In the meanwhile, I have started memorising the second pada of the sutras as I had stopped after learning the first pada. I intend to first memorise the Sutras and then study them. My mother in-law has been teaching the Gita shlokas to kids for many years now and while they don’t understand much, they can recite the stanzas beautifully. I hope to replicate the same pattern of learning.
Festive occasions are a disruptive time in a good way sometimes. I finally got enough time off to thoroughly clean up my house for Diwali. It was a happy feeling to light the many diyas, be with family and friends and partake of the joys of the season. It was a different manifestation of yoga in my day to day life. While asana is the very visible part of it in my life, my challenges lie in the limbs of yama and niyama.
The day before yesterday saw the last of the parties and yesterday was a slow getting back to a regular routine which got off to a shocking start. The news in the morning brought back memories of the terror attacks in Mumbai a few years ago. At that time, I was stuck to the television set, surfing news channels for the latest while in disbelief and horror at the carnage. It seemed unreal and all the media frenzy made for voyeuristic viewing. I couldn’t watch and couldn’t stop watching. It seemed so pointless and heartbreaking but after a while, life limped back to normal. The ones who lost loved ones learned to live with the gaping holes in their hearts and those who watched got a little more jaded. While I may feel horrified and sad, it is not a pinch on the grief of those who lost their dear ones. May they find the courage needed to carry on.

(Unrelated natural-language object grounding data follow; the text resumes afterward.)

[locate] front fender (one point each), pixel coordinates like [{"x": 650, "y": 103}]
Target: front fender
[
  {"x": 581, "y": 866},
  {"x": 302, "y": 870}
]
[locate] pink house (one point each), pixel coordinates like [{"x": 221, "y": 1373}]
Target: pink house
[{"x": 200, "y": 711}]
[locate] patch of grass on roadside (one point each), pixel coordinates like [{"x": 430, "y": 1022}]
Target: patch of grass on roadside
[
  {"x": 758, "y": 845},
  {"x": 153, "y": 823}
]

This morning while I was out on a run, I saw an elderly gentleman walking and he had the stooped shoulders common to older folks and I remembered Guruji’s strapping chest even at a ripe old age. I never tire of seeing his pictures at the institute. I hope to grow old like that, open to everything that life brings. Asanas brought me to a practice of more than poses and physical benefits and I wish more people could experience the health that is naturally ours. If so little could give me so much, I cannot imagine the richness of experience with a more aware and conscious practice. While it is nice to see progress in the way the asana looks as time passes, what has been more interesting is the connections between movements in different poses.

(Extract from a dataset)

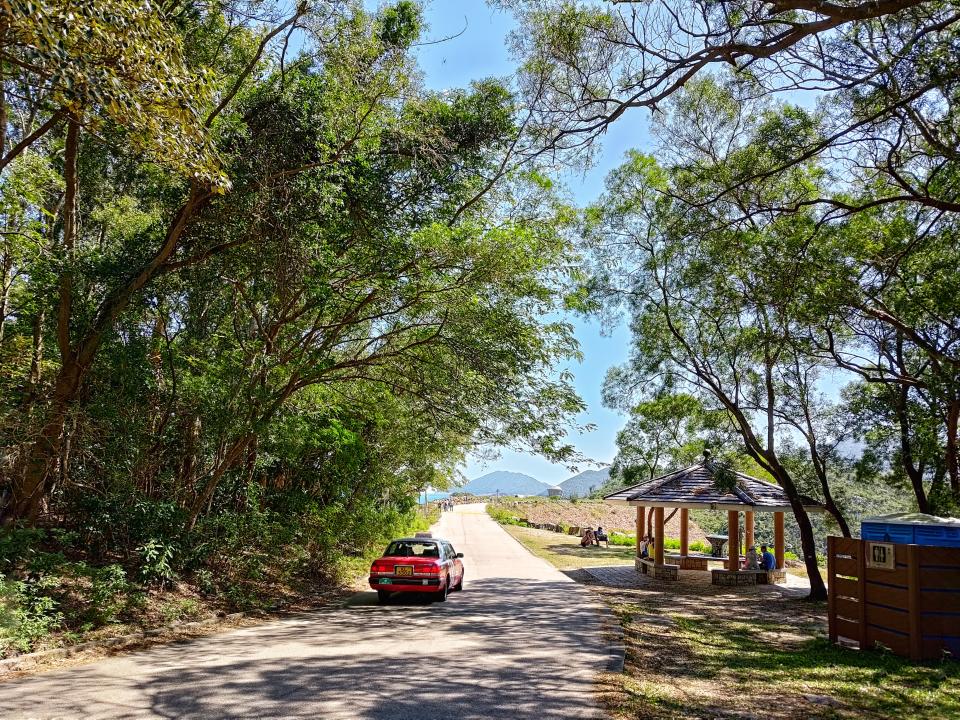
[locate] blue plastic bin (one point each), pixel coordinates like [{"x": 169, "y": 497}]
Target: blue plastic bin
[{"x": 912, "y": 529}]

Regardless of whether it is Sirsasana or adho mukha virasana, every part of the body has a job in the pose. In yoga age, I’m a baby and just finding my feet in tadasana. There is so much to learn in just standing tall that I could probably spend a lifetime studying it.
Beautiful about learning the second Pada in the method your mother-in-law taught. There are so many ways to learn Yoga and all methods bear their own unique fruit. Many blessings to you!